NATO denies bombing sanitorium; omits regrets

Doug Henwood dhenwood at panix.com
Tue Jun 1 17:31:04 PDT 1999


Telegraph (London) - June 1, 1999

ALLIES DENY KILLING 20 IN ATTACK ON SANATORIUM By Christopher Lockwood, Diplomatic Editor

BELGRADE claimed that at least 20 patients in a sanatorium were killed early yesterday in a Nato air raid on Surdulica, 180 miles south of Belgrade.

But Nato angrily denied the charge that it had committed yet another military blunder. Reports by Serb media said that the people, including some refugees, were killed when the sanatorium and a pensioners' home in the same complex were struck by five missiles.

A government official said that a search was continuing in the rubble and it was feared that the toll could be higher. The Serbs also claimed that a Nato strike on the city of Novi Pazar killed 10 people and injured at least 20 yesterday. Nato fired 20 missiles, targeting the local TV and radio station, but Belgrade claimed they hit an apartment building.

The reports came less than a day after an attack on a bridge at Varvarin - said to be a legitimate military target by Nato - killed 11 people who were using the bridge at the time to go to market. Nato provided no good explanation of why it attacked the bridge during the day, when it was in heavy use, rather than at night, the usual procedure.

Nato categorically denied, however, that it hit the sanatorium, saying it had successfully attacked a military barracks in the town. This appeared to be the same barracks that Nato planes had missed on April 28, killing at least 20 civilians by mistake instead.

[...]

Los Angeles Times - June 1, 1999

ANOTHER AIRSTRIKE ON CIVILIANS KILLS 16 AT SANITARIUM COMPLEX Balkans: NATO insists it targeted military facilities. Alliance admits bombing is aiding Kosovo rebel army. By RICHARD BOUDREAUX, Times Staff Writer

URDULICA, Yugoslavia--NATO's intensifying air assault on Yugoslavia killed at least 16 more civilians Monday when missiles slammed into a sanitarium and nearby retirement home in this southern Serbian town after many of the occupants had gone to bed.

Four explosions crushed parts of both buildings shortly after midnight and left bloodied bedding and clothing hanging like macabre ornaments from pine branches in the surrounding 17-acre forest.

Rescue workers said they heard people screaming under the rubble and worked through the night to pull many out alive. By midafternoon, at least four people were still missing, officials said. Another 43 were listed as wounded, five of them in critical condition.

"I heard a plane pass and then return, and after that an explosion. The wall, the ceiling, everything fell on me," said Mica Pjevac, a woman in her 60s who emerged after an hour under the wreckage with a fractured right hand. "I kept thinking: 'It's over. It's over. That's the end of my life.' "

Monday's was the third strike on civilians in two days by NATO, which began bombing nearly 10 weeks ago to try to oust Yugoslav President Slobodan Milosevic's army from Kosovo--a southern province of Serbia, Yugoslavia's dominant republic.

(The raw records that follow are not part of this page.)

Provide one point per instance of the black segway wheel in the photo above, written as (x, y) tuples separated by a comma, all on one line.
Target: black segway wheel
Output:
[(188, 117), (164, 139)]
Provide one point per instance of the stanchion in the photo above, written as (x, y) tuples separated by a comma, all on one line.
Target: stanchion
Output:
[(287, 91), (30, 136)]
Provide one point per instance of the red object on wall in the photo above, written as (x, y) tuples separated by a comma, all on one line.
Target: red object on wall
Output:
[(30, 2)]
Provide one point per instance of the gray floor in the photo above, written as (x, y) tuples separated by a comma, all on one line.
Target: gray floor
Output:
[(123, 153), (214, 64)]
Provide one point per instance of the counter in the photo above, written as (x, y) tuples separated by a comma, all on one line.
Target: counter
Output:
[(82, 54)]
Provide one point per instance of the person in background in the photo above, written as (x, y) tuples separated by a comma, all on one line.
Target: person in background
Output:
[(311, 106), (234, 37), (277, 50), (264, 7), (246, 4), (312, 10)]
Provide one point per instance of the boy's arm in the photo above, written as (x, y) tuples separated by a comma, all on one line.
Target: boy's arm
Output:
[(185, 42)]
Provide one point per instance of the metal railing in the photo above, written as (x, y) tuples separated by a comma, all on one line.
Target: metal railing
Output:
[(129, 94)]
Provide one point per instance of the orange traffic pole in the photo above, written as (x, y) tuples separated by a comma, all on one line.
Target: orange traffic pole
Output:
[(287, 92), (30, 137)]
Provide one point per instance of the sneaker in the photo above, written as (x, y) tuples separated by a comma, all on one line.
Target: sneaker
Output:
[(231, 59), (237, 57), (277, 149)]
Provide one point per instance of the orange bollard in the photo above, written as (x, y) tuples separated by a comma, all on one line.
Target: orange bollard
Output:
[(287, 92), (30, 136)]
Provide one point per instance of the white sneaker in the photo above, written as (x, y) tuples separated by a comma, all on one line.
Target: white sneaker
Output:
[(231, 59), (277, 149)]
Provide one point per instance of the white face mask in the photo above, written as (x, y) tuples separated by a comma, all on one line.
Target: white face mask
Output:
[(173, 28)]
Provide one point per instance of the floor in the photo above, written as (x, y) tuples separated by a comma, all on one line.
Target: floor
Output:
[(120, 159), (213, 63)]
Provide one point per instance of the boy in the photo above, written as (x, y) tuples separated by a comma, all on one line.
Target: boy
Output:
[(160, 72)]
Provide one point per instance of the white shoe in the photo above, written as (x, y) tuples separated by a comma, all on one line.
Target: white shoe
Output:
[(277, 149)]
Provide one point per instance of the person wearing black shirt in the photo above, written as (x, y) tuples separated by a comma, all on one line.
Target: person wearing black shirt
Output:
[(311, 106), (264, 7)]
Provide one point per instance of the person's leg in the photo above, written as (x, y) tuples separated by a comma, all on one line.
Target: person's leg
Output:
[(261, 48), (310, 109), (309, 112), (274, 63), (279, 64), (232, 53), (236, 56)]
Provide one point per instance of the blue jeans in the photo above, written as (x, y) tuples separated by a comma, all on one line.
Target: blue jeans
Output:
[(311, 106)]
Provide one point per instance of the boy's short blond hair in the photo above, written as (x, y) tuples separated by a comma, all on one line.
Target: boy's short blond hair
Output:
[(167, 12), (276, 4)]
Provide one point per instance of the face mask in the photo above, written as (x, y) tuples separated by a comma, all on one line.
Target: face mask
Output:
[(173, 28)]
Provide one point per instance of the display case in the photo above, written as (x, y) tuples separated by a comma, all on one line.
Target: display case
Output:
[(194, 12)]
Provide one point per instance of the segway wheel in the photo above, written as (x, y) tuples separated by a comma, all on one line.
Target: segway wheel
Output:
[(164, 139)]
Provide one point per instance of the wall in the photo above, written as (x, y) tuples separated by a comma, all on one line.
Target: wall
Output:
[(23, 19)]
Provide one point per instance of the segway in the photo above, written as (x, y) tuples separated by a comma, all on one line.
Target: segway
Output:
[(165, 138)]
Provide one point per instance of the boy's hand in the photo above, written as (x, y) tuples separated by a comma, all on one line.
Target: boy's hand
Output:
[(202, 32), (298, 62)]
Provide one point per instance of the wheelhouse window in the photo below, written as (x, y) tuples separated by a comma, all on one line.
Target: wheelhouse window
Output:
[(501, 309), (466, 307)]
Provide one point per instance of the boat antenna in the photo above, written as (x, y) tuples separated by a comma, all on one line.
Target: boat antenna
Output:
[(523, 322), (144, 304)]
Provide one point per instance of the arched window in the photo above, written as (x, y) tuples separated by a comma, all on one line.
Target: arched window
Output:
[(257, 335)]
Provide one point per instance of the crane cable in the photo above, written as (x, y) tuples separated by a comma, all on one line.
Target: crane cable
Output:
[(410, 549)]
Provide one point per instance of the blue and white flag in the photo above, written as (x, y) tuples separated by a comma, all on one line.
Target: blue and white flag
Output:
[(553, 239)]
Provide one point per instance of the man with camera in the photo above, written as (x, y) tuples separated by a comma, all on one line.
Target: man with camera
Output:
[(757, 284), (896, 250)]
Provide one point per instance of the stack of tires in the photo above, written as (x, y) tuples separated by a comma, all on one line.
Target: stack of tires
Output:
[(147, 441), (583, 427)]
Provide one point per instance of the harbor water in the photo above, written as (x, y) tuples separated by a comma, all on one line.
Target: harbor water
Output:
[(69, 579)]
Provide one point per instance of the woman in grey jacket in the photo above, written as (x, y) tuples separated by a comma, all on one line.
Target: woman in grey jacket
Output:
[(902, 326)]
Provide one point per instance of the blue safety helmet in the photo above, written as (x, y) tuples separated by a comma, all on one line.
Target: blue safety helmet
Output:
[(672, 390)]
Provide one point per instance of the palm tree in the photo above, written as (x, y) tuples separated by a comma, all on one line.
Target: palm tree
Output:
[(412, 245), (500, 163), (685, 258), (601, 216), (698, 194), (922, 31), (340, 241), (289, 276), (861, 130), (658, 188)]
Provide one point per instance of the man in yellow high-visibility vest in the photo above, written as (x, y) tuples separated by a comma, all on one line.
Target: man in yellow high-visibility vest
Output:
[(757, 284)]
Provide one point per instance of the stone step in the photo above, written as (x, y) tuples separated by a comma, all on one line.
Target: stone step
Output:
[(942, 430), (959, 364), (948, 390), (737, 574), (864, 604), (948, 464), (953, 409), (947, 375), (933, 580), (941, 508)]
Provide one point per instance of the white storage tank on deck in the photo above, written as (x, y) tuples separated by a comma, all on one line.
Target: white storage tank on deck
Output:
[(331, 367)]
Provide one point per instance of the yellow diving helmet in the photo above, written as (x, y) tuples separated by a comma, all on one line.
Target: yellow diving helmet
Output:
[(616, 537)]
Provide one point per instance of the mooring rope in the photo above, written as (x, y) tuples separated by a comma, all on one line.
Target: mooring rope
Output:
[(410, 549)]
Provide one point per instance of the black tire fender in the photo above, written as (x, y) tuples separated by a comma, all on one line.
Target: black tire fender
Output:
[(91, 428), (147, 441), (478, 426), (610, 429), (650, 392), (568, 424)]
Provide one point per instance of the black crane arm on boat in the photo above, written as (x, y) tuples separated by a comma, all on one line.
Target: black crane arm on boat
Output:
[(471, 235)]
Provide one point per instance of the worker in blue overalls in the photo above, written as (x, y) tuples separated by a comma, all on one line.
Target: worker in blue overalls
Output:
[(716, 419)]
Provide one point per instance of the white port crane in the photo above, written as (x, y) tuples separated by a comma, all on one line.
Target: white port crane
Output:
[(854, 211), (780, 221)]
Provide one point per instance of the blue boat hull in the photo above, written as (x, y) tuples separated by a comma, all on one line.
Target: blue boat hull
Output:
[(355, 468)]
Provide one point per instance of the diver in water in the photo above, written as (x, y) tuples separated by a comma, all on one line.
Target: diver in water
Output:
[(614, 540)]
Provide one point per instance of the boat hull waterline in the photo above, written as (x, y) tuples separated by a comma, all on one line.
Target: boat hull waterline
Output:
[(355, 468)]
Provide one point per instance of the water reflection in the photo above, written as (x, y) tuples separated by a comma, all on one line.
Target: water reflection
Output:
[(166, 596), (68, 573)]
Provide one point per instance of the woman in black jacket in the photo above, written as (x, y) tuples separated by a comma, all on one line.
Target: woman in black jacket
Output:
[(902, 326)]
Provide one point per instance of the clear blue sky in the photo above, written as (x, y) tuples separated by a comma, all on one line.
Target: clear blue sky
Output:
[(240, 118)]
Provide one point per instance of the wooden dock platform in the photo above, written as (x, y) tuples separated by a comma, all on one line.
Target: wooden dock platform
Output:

Daylight bombings Sunday killed nine pedestrians and motorists on a bridge in the Serbian town of Varvarin and the driver of a journalists' convoy near Prizren in Kosovo. Serbian state media said 10 people were killed Monday by NATO missiles in the Serbian city of Novi Pazar, but this report could not be verified.

As President Clinton vowed to press NATO's campaign to stop what he called "appalling abuses" by Milosevic's troops against Kosovo's ethnic Albanian majority, the North Atlantic Treaty Organization voiced no remorse about the latest civilian victims of its own attacks.

NATO spokesman Jamie Shea insisted Monday that the bridge in Varvarin was a legitimate military target. He claimed that allied aircraft aimed at an ammunition depot and an army barracks in Surdulica but would not confirm that they hit civilian targets. And he said NATO had no evidence that its planes had fired on journalists.

"I don't have any information at the moment of damage to any civilians or civilian facilities," Shea said in Brussels, omitting his customary disclaimer that NATO regrets any loss of civilian life.